NatWest shares fall as margin pressures overshadow profit rise

Bloomberg

NatWest Group Plc beat profit forecasts in the third quarter, yet shares in the British lender fell as analysts highlighted a squeeze on loan margins and the bumpy transformation of its markets unit.
The UK’s biggest corporate lender said operating profit before tax rises to $1.5 billion,
almost double analyst estimates
compiled by Bloomberg.
While demand for home loans was strong, margins on new mortgages fell during the quarter, which NatWest said reflected rising swap rates and continued strong competition. Borrowers are bracing for a hike in interest rates in the coming months after ultra-low rates during the pandemic.
Shares fall 5.4% in London, the biggest intraday fall since May. “Overall a solid set of results but driven by items that are unlikely to drive the shares and there is no further update on capital return at this stage,” analysts at Citigroup Inc said.
NatWest Markets reported operating losses of 160 million pounds, which the bank said reflected continued weakness in fixed income, where there was quieter customer activity as it reshaped the business. Analysts at Morgan Stanley said the markets performance was “poor.”
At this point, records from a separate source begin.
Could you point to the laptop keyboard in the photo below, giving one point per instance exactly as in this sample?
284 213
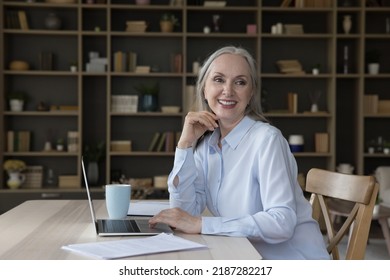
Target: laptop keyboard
120 226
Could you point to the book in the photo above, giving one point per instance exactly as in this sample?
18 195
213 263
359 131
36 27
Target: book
23 23
132 61
169 141
321 142
292 101
10 141
153 143
161 142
NatWest also took a charge of 294 million pounds after pleading guilty to three criminal charges of money laundering earlier this month. The Financial Conduct Authority is yet to announce how much it will fine NatWest for failing to properly monitor one of its customers for five years through 2016.
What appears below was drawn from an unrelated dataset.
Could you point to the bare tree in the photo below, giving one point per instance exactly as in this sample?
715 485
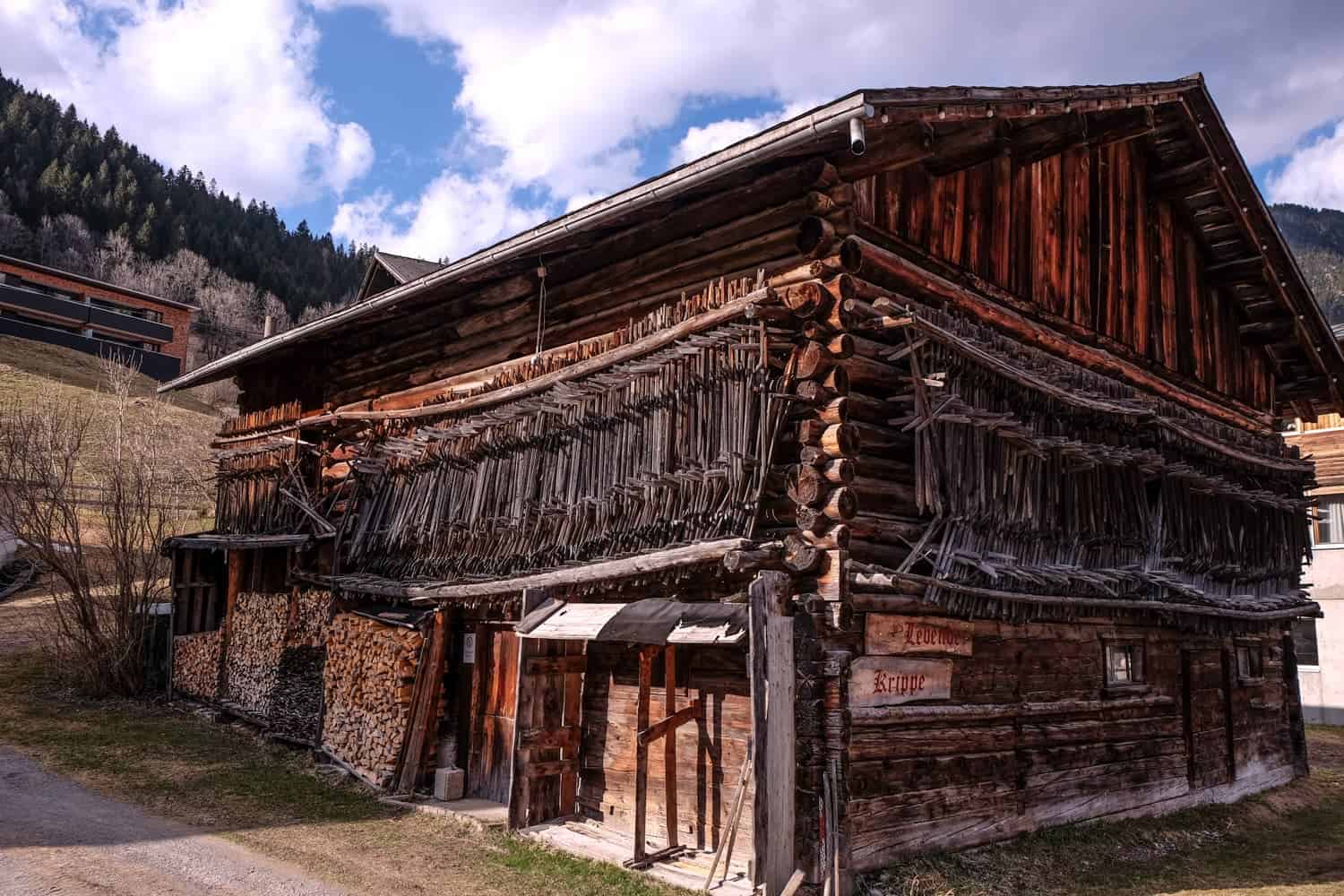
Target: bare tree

On a more positive note, the bank released 242 million pounds it had set aside for loans going bad in the early stages of the Covid-19 pandemic. Its rosy outlook for the economy follows an upbeat forecast from rivals including Lloyds Banking Group Plc, which said it would take an impairment credit for the year.
“Although we are seeing challenges in the economy and for our customers — especially around supply chains and the cost of living — a number of key indicators remain positive,” Chief Executive Officer Alison Rose said on Friday. “Growth is good, unemployment is low and there are limited signs of default across our book.”
Once one of the world’s largest banks, NatWest has been transformed into a largely domestic retail lender following a string of scandals. The UK government continues to sell down the stake it acquired during the financial crisis over a decade ago. Rose has started a fresh restructuring of some businesses including the markets unit and the Irish operations while steering the bank through the pandemic.